Companies made $14,447 in profit for each worker in the first quarter of the year, compared to an all-time high of $14,477 in the third quarter of 2006, according to Joseph LaVorgna, Chief U.S. Economist for the firm.
When companies can no longer cut, the hiring begins,” said LaVorgna, who notes that first quarter corporate profits were up 31 percent from a year ago. “I do believe investors are buying into the recovery. It’s just that Greece and Sovereign risk are the main concerns.”"
Except for rare ‘jobless’ recoveries, hiring typically picks up in the latter portion of an economic rebound, confirming an increase in stock prices, particularly those of consumer shares. The S&P 500 is up more than 60 percent from it’s March 2009 low, with retail shares among the biggest beneficiaries.
But Lavorgna’s bullish outlook is not being confirmed so far this week. Best Buy plunged today after saying sales of TVs and gaming products were weaker than expected. Hershey said Monday night it will cut 600 jobs.Save
"I do not think payrolls will expand because expectations are falling, said Brian Kelly, founder of Kanundrum Capital and a ‘Fast Money’ trader. Kelly’s point is that not only are the Europe contagion fears delaying hiring decisions from gun-shy CFOs, but will actually lead to a double-dip recession for the globe.

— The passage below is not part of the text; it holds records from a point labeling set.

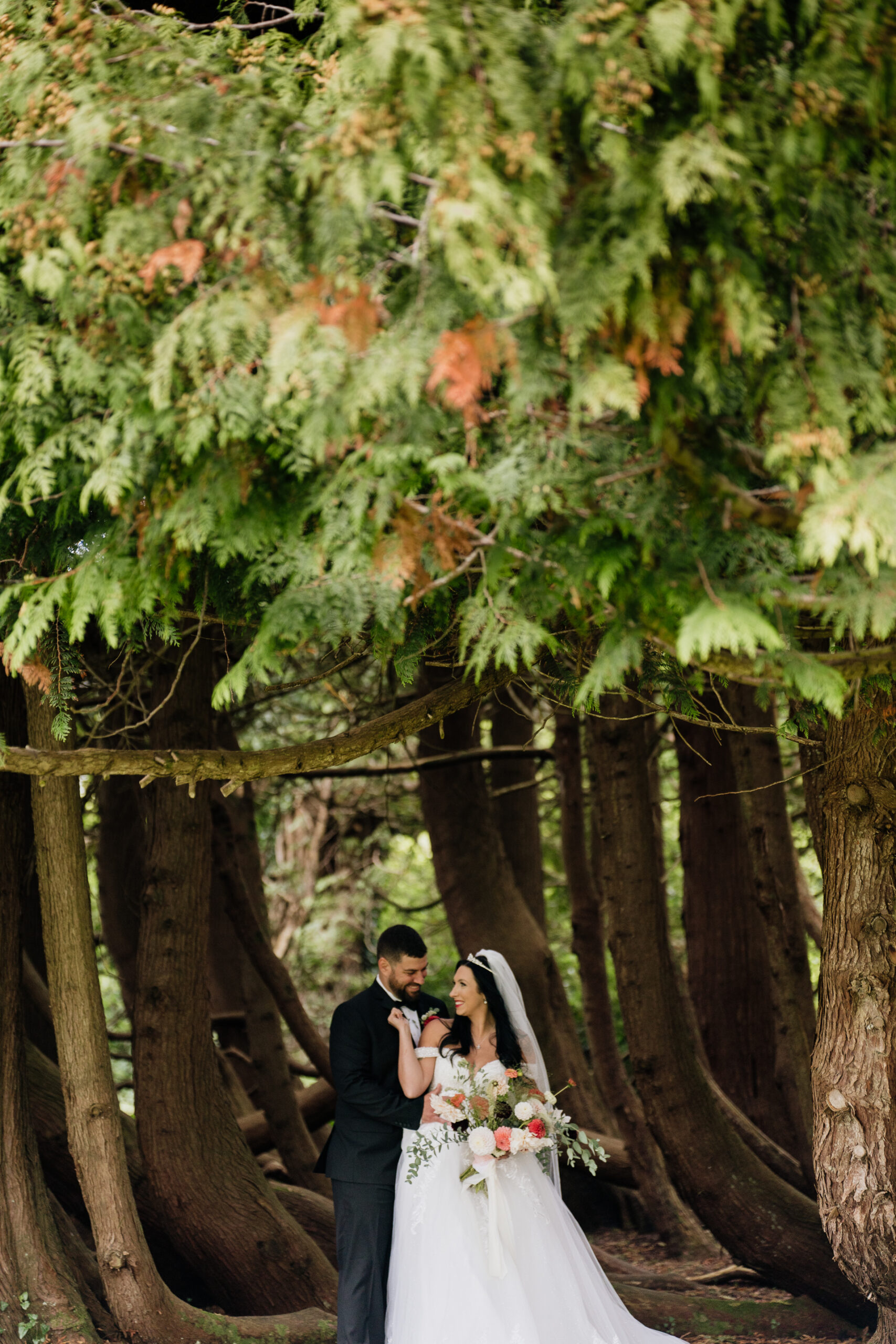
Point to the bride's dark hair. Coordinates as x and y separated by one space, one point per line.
460 1038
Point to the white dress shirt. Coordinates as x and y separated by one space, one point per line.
412 1014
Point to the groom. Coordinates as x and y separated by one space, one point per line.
362 1153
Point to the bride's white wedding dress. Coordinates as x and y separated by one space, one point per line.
440 1287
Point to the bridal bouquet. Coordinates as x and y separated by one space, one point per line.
499 1119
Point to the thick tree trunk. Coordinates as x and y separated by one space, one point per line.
675 1222
853 1065
761 1220
275 1090
486 908
33 1258
140 1303
218 1208
757 761
515 797
729 976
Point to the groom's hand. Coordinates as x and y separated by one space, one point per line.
429 1116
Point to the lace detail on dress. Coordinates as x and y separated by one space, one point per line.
515 1171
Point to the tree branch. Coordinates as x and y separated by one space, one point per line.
237 766
742 502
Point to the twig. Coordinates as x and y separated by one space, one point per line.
181 668
704 580
625 475
237 766
390 213
413 910
272 692
379 772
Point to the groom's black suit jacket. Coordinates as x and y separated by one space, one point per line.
371 1109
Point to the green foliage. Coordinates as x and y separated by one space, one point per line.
382 322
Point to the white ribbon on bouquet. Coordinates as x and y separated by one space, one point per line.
500 1225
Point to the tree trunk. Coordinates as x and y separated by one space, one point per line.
217 1203
675 1222
121 854
729 975
755 1215
853 1070
275 1084
33 1258
757 761
486 909
515 796
140 1303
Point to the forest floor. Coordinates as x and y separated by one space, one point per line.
661 1292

But Lavorgna believes that Europe’s troubles can be contained to the region and not affect growth in the U.S. and China.
These concerns "will go away and we will see higher equity prices by year-end, said Lavorgna, who’s forecast for the S&P 500 is 1300. A new stock market high and more jobs…now that’s a forecast Wall Street and Main Street can get behind, if it turns out to be true.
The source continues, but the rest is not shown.